Haaruitval door interne aandoeningen

Verschillende interne ziekten kunnen leiden tot haaruitval. Een belangrijk voorbeeld is problematiek met de schildklier. Dit kan leiden tot een diffuse haaruitval en gedeeltelijke uitval van de haren van de wenkbrauwen (bij een te traag werkende schildklier). Ook bepaalde aandoeningen waarbij te weinig voedingselementen uit het spijsverteringskanaal worden opgenomen (de malabsorptie syndromen) zoals gluten-enteropathie kunnen leiden tot haaruitval.

 

Haaruitval door roken

In de medische literatuur wordt melding gemaakt van een groter risico op haaruitval en kaalheid bij rokers dan bij niet-rokers. Dit wordt verklaard uit een verminderde doorbloeding van de huid bij mensen die roken. Hierdoor kan minder zuurstof en voeding de haarwortels bereiken, waardoor de kwaliteit van het haar achteruit gaat en zelfs gedeeltelijk kan uitvallen.

 

Trichotillomanie

Deze vorm van haarverlies is het gevolg van herhaaldelijk trekken aan de haren door de patiënt zelf. Vaak gebeurt dit onbewust. Soms wordt trichotillomanie gezien in het kader van een psychiatrische stoornis. Het stoppen van het manipuleren van de haren leidt meestal tot een volledig herstel van de haargroei.

 

Tractie-alopecie

Bij tractie-alopecie (‘haaruitval door trekken’) ontstaat bij bepaalde kapsels waarbij een continue tractie aan de haren plaatsvindt.
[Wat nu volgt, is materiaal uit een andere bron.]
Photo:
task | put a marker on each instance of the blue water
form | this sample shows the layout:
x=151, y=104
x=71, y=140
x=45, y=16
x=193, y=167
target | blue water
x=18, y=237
Strak gevlochten vlechten (bv. bij rastakapsels), bepaalde strak opgebonden paardenstaarten en frequent toepassen van een krullenset kunnen leiden tot tractie-alopecie. Wanneer de tractie herhaaldelijk en zeer langdurig bestaat kan het haarverlies permanent blijken.

 

Loose anagen hair syndrome

Deze vorm van dunner worden van het haar wordt vooral bij jonge kinderen (vooral meisjes) gezien.